Hampir Separuh Warga Kalsel belum Peroleh Layanan Air Bersih


Denny Susanto |

HAMPIR separuh penduduk di Provinsi Kalimantan Selatan atau 45,32% dari 4,1 juta jiwa jumlah penduduk belum mendapatkan layanan air bersih. Badan Pengawasan Keuangan dan Pembangunan (BPKP) Provinsi Kalsel menyoroti legalitas keberadaan Pamsimas dan BUMD air minum di wilayah tersebut.

BPKP mencatat masih ada sekitar 1.858.535 jiwa dari 4.101.054 jiwa atau 45,32% penduduk Kalsel yang tidak mendapatkan layanan air bersih. "Padahal pada RPJMN 2020-2024, target layanan air bersih 2024 sudah mencapai 100%," ungkap Rudy M Harahap, Kepala Perwakilan BPKP Kalsel, Selasa (21/6).

Sejauh ini program Pamsimas dari Kementerian PUPR hanya mampu menyumbang cakupan layanan air bersih kepada 372.225 jiwa atau 9,08% penduduk. Sedangkan BUMD air minum (PDAM) kabupaten/kota sekitar mencakup 1.870.293 jiwa atau 45,61%. Total jumlah warga Kalsel yang sudah mendapatkan layanan air bersih baru 2,2 juta penduduk atau 54,68%.

Di sisi lain, pihaknya juga menyoroti permasalahan legalitas program Pamsimas Kementerian PUPR dan BUMD air minum
di Kalsel. Aset tanah untuk lokasi menara air dan sistem pengolahan air minum hanya menggunakan surat pernyataan hibah yang tidak melibatkan proses pencatatan oleh pejabat pembuat akta tanah (PPAT) dan belum dilakukan pemisahan melalui kantor pertanahan.

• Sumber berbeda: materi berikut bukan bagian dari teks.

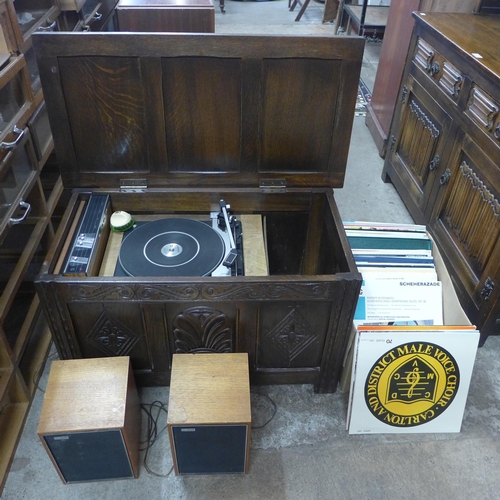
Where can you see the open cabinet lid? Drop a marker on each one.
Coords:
(199, 110)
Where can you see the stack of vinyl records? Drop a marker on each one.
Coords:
(413, 354)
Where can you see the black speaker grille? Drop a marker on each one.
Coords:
(210, 449)
(90, 456)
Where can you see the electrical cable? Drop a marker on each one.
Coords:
(152, 433)
(274, 410)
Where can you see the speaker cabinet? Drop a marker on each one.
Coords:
(90, 420)
(209, 416)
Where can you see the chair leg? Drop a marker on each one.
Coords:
(302, 10)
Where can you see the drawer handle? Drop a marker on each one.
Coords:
(434, 163)
(27, 210)
(445, 178)
(96, 17)
(489, 284)
(47, 28)
(404, 93)
(13, 144)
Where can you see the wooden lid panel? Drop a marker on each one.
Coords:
(200, 110)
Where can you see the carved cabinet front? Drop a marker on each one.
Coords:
(444, 151)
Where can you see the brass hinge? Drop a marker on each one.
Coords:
(272, 185)
(133, 185)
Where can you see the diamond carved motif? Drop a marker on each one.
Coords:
(292, 335)
(112, 337)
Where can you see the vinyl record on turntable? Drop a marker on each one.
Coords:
(172, 247)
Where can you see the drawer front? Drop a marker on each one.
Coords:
(484, 111)
(448, 78)
(17, 174)
(468, 219)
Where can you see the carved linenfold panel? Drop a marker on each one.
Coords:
(418, 141)
(112, 337)
(482, 108)
(203, 329)
(451, 81)
(62, 337)
(473, 213)
(195, 291)
(291, 336)
(424, 54)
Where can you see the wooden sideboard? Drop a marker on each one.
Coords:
(444, 147)
(392, 60)
(192, 16)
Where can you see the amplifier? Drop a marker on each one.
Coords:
(87, 245)
(90, 420)
(209, 416)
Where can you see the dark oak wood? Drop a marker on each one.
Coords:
(203, 118)
(186, 16)
(444, 149)
(392, 60)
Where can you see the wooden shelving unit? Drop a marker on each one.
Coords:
(29, 192)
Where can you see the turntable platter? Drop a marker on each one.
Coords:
(172, 247)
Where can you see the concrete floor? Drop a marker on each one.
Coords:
(305, 453)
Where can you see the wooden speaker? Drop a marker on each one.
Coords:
(209, 416)
(90, 420)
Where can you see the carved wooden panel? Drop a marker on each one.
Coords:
(473, 213)
(115, 104)
(203, 329)
(419, 139)
(111, 336)
(292, 335)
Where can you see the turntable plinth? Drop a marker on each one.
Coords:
(167, 126)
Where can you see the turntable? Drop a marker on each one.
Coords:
(164, 127)
(183, 247)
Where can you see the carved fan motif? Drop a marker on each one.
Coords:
(202, 329)
(112, 337)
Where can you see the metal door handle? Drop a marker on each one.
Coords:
(27, 210)
(13, 144)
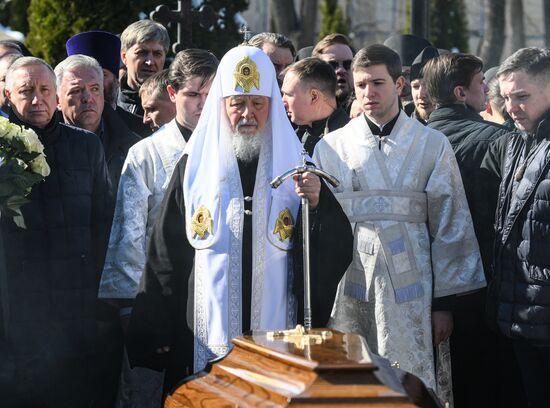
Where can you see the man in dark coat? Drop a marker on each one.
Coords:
(81, 100)
(408, 46)
(56, 352)
(105, 48)
(143, 52)
(456, 87)
(422, 105)
(309, 96)
(183, 317)
(336, 50)
(519, 292)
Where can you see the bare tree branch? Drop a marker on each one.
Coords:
(490, 47)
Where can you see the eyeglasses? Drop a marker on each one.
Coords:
(346, 64)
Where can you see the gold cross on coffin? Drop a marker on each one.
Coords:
(299, 337)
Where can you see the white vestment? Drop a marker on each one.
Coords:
(145, 176)
(413, 236)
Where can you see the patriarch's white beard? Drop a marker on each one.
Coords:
(247, 146)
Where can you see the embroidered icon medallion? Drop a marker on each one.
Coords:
(284, 225)
(201, 222)
(247, 75)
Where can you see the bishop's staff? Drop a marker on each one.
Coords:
(276, 182)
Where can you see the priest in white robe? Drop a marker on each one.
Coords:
(414, 246)
(225, 254)
(144, 179)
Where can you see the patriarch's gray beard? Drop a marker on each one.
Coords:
(247, 146)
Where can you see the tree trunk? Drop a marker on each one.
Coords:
(546, 7)
(490, 47)
(308, 19)
(515, 13)
(284, 18)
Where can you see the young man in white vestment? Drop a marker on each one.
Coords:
(225, 253)
(145, 176)
(414, 245)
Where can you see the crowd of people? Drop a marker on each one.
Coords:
(157, 237)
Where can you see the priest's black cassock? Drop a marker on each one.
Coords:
(163, 309)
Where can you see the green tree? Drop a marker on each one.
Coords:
(52, 22)
(448, 24)
(332, 19)
(13, 14)
(225, 34)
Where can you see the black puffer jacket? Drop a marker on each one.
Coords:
(470, 137)
(519, 295)
(130, 110)
(118, 139)
(58, 350)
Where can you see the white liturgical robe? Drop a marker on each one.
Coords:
(145, 176)
(413, 237)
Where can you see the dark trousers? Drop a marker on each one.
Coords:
(534, 365)
(482, 359)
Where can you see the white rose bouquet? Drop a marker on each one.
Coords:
(22, 165)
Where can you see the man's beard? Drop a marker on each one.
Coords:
(247, 146)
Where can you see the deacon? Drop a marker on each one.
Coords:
(414, 241)
(145, 176)
(221, 253)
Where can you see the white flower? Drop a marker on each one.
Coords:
(31, 141)
(40, 166)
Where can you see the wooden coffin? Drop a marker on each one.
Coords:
(262, 371)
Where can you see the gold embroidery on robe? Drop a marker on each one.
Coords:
(284, 225)
(201, 222)
(247, 75)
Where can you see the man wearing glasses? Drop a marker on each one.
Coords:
(337, 51)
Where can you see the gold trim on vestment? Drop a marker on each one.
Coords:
(247, 75)
(201, 222)
(284, 225)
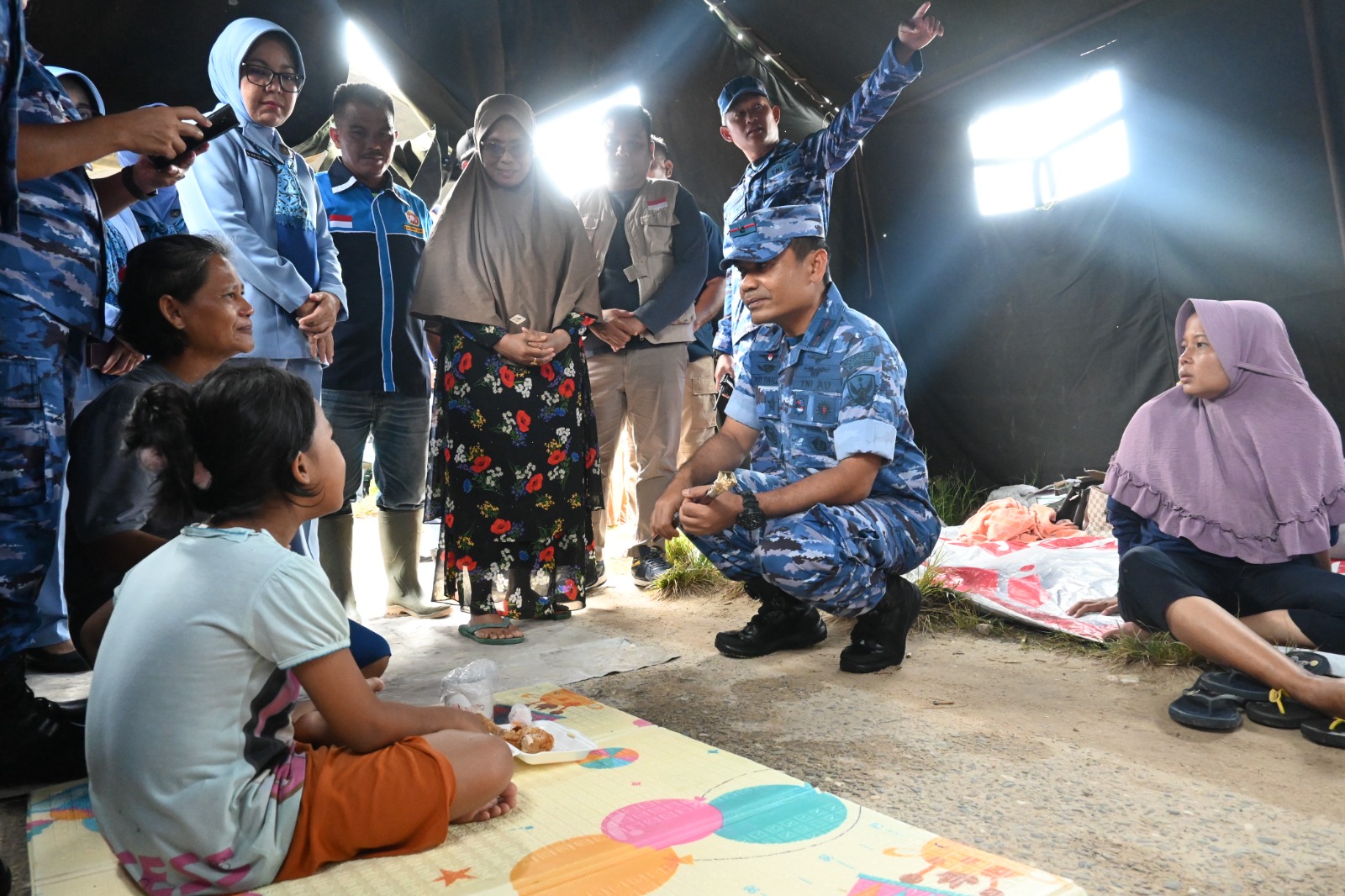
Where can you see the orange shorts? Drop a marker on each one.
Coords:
(389, 802)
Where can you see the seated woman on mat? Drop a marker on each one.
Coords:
(182, 303)
(205, 774)
(1226, 493)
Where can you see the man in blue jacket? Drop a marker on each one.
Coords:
(378, 381)
(782, 172)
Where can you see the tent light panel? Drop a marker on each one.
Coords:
(1051, 150)
(571, 145)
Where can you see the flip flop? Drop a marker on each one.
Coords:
(470, 631)
(1325, 730)
(1281, 712)
(1207, 712)
(1315, 663)
(1234, 683)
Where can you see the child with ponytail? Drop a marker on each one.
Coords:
(205, 772)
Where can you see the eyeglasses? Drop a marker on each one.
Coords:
(497, 150)
(261, 76)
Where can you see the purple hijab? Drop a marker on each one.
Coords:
(1254, 474)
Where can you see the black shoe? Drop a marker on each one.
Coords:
(649, 566)
(42, 743)
(595, 575)
(66, 663)
(878, 640)
(783, 623)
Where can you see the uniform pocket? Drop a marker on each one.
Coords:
(24, 437)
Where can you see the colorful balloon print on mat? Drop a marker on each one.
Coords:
(778, 814)
(663, 822)
(593, 864)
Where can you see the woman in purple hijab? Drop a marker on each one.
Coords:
(1226, 494)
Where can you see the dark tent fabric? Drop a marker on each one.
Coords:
(1031, 338)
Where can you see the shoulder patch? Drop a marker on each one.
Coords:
(857, 361)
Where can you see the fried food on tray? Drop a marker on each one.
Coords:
(529, 741)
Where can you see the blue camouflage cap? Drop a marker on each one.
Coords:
(740, 87)
(764, 235)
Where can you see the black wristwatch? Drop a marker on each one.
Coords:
(751, 515)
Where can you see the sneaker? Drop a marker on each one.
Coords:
(649, 566)
(595, 575)
(878, 640)
(42, 741)
(783, 623)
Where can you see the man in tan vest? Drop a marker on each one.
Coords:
(650, 246)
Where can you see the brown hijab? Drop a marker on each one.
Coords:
(508, 252)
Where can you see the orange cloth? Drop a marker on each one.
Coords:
(389, 802)
(1006, 519)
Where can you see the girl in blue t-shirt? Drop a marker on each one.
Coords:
(203, 767)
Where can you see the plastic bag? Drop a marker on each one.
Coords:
(520, 716)
(474, 683)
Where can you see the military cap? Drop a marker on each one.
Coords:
(764, 235)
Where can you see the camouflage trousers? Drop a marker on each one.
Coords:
(834, 557)
(40, 365)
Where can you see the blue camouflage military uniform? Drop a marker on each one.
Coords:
(50, 298)
(800, 174)
(836, 392)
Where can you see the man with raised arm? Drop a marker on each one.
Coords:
(782, 172)
(836, 506)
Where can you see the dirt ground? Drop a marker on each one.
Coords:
(1052, 759)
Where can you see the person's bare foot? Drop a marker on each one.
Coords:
(493, 634)
(502, 804)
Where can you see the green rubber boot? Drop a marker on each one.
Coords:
(398, 530)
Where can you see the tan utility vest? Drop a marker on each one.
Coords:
(649, 230)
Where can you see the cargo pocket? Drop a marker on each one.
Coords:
(24, 437)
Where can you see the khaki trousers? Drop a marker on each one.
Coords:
(645, 387)
(697, 407)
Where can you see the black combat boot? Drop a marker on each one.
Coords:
(42, 741)
(783, 623)
(878, 640)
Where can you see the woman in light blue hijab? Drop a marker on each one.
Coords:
(259, 194)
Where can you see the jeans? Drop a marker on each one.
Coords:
(400, 425)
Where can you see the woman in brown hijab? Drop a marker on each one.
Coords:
(511, 279)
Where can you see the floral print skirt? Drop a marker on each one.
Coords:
(514, 479)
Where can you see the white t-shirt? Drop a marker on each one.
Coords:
(193, 770)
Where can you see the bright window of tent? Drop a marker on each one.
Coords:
(571, 145)
(1033, 155)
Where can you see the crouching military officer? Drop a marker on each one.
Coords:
(837, 505)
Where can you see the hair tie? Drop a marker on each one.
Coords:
(151, 459)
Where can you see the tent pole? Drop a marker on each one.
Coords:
(1026, 51)
(1324, 112)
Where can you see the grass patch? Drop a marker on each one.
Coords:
(692, 573)
(955, 497)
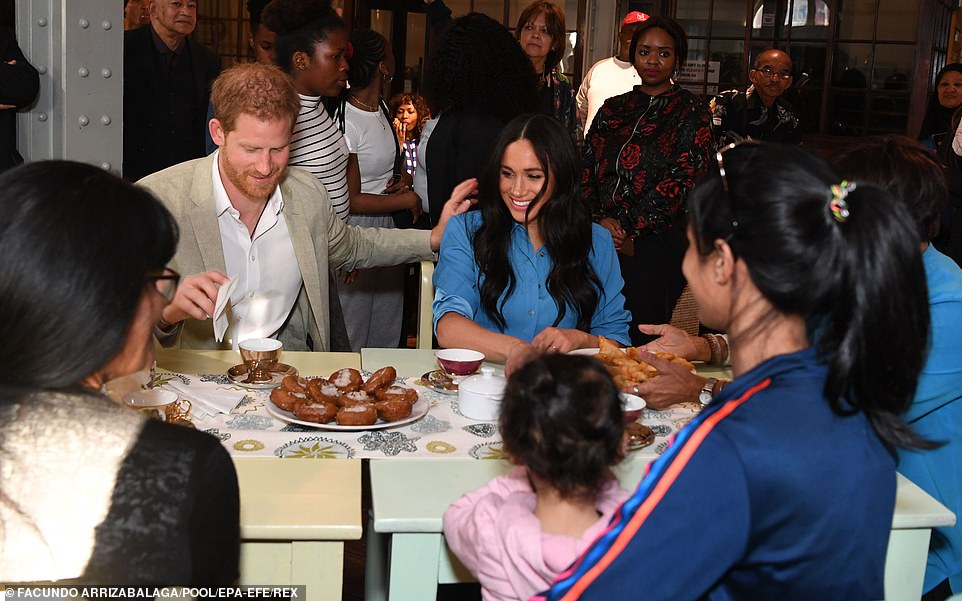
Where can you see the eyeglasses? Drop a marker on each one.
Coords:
(165, 282)
(769, 73)
(726, 185)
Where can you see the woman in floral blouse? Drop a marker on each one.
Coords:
(645, 151)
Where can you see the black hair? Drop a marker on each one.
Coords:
(369, 49)
(479, 67)
(77, 244)
(669, 26)
(908, 170)
(300, 26)
(561, 418)
(564, 222)
(859, 283)
(255, 8)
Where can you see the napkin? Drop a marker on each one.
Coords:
(206, 398)
(220, 314)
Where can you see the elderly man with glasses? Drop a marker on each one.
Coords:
(760, 112)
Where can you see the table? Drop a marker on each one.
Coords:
(295, 515)
(407, 557)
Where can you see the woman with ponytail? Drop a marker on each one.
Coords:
(784, 485)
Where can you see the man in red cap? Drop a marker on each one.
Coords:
(611, 76)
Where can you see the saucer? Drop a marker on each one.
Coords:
(439, 381)
(238, 375)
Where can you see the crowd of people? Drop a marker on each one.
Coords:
(556, 215)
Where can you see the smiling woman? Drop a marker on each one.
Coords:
(528, 272)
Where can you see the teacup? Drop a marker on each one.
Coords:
(260, 355)
(158, 404)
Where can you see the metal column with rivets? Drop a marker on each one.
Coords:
(77, 46)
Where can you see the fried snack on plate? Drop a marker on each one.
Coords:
(626, 366)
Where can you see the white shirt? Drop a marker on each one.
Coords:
(368, 135)
(606, 78)
(421, 173)
(264, 265)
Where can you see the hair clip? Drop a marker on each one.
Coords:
(838, 205)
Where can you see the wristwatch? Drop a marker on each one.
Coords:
(705, 394)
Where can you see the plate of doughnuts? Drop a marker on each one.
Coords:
(347, 401)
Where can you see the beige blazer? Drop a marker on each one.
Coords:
(321, 242)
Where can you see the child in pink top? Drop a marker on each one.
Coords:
(562, 425)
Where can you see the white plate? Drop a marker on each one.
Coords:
(419, 410)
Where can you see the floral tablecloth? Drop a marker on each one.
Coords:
(443, 432)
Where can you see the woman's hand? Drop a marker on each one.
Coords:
(674, 384)
(562, 340)
(618, 234)
(462, 197)
(519, 354)
(673, 340)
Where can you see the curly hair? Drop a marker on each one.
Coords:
(420, 107)
(564, 222)
(479, 67)
(300, 26)
(554, 20)
(670, 26)
(263, 91)
(561, 418)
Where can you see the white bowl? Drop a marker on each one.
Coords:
(479, 397)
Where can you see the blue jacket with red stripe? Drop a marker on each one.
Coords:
(767, 494)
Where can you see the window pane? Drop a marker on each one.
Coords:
(495, 10)
(730, 58)
(693, 16)
(898, 20)
(856, 19)
(809, 19)
(728, 18)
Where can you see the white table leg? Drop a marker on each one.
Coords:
(905, 564)
(414, 566)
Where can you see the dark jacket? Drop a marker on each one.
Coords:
(143, 129)
(19, 85)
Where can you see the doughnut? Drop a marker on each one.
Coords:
(320, 413)
(380, 379)
(391, 411)
(397, 393)
(287, 400)
(322, 391)
(294, 384)
(347, 379)
(354, 398)
(357, 415)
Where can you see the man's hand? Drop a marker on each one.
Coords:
(462, 198)
(561, 340)
(618, 234)
(673, 340)
(673, 384)
(195, 297)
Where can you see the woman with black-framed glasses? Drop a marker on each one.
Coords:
(783, 487)
(91, 490)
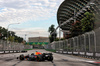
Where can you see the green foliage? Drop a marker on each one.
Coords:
(11, 35)
(85, 25)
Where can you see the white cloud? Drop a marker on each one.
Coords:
(24, 10)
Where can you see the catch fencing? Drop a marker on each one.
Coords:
(87, 45)
(13, 46)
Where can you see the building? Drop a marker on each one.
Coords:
(38, 39)
(38, 42)
(71, 11)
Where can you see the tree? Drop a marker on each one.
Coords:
(11, 35)
(87, 22)
(52, 36)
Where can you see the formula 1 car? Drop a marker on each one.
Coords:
(40, 57)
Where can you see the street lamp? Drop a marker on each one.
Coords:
(8, 28)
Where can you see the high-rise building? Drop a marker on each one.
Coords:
(71, 11)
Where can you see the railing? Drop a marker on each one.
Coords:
(12, 46)
(87, 45)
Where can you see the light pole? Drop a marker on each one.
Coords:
(8, 28)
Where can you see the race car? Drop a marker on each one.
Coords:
(39, 57)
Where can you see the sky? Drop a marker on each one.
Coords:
(34, 16)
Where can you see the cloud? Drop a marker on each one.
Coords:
(15, 11)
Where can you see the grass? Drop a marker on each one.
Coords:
(50, 50)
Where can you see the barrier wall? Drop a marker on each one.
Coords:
(12, 46)
(87, 45)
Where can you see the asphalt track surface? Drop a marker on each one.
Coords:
(59, 60)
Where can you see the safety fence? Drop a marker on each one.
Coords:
(87, 45)
(12, 46)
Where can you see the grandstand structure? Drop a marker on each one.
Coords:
(71, 11)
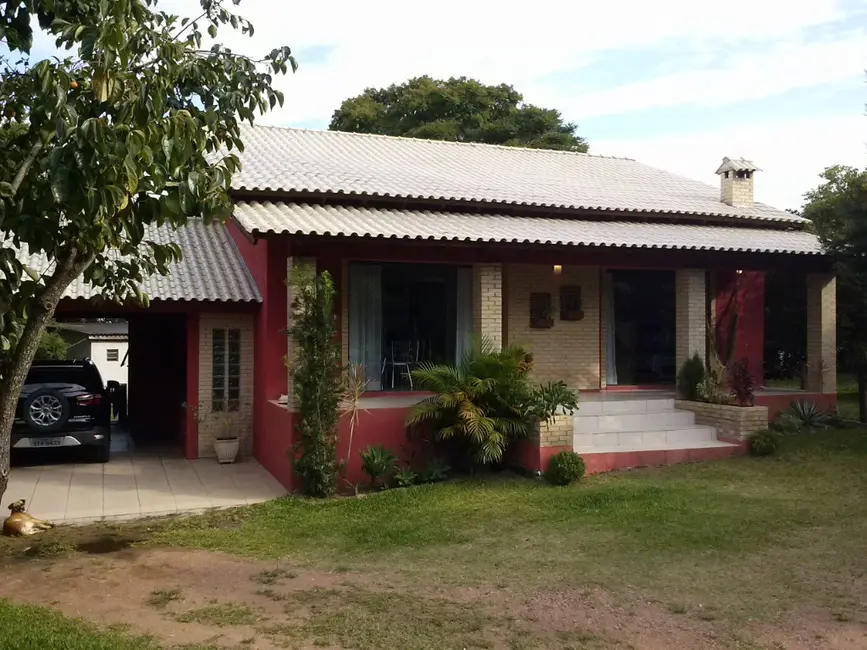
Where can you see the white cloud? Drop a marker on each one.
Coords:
(733, 50)
(380, 42)
(787, 66)
(790, 153)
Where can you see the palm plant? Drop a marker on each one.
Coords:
(487, 399)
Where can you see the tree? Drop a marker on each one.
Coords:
(837, 209)
(52, 346)
(315, 369)
(136, 127)
(461, 110)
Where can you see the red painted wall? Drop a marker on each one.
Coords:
(191, 436)
(376, 427)
(266, 260)
(746, 292)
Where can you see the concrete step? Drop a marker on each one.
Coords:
(605, 460)
(654, 439)
(634, 422)
(613, 406)
(645, 446)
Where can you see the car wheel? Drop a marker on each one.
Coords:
(46, 410)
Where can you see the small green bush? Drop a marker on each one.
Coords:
(377, 462)
(690, 376)
(405, 477)
(764, 443)
(565, 468)
(434, 472)
(807, 415)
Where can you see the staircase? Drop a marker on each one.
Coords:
(633, 422)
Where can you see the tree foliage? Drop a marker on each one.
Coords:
(459, 109)
(837, 209)
(52, 346)
(135, 126)
(316, 379)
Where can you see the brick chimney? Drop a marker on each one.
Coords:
(736, 181)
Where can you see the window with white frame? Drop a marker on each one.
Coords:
(226, 370)
(402, 315)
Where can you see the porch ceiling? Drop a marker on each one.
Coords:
(335, 220)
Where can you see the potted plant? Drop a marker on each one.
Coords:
(227, 443)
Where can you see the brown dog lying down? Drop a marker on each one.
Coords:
(20, 524)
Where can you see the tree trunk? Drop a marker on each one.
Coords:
(38, 317)
(862, 392)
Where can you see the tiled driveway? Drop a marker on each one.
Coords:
(135, 485)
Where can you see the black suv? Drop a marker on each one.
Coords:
(64, 404)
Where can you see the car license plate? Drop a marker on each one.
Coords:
(46, 442)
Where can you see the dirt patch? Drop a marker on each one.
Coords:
(180, 597)
(196, 597)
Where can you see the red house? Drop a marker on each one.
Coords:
(610, 271)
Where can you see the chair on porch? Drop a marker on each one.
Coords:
(403, 358)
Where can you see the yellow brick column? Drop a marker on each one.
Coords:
(488, 302)
(690, 315)
(821, 333)
(305, 265)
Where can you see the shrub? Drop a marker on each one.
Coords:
(806, 416)
(709, 389)
(405, 477)
(315, 372)
(435, 471)
(377, 462)
(565, 467)
(764, 443)
(487, 400)
(742, 384)
(690, 377)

Baca juga: Pemilik Pabrik Mi Berformalin di Tasikmalaya Jadi Tersangka

"Aset tanah untuk menara air Pamsimas tidak memiliki legalitas yang jelas dan berisiko dispute," ujar Rudy. Ancaman terhadap program Pamsimas ini akibat pengelolaan keuangan yang buruk seperti pembayaran tidak tepat waktu, banyak tagihan menunggak, dan pemeliharaan SPAM yang tidak layak.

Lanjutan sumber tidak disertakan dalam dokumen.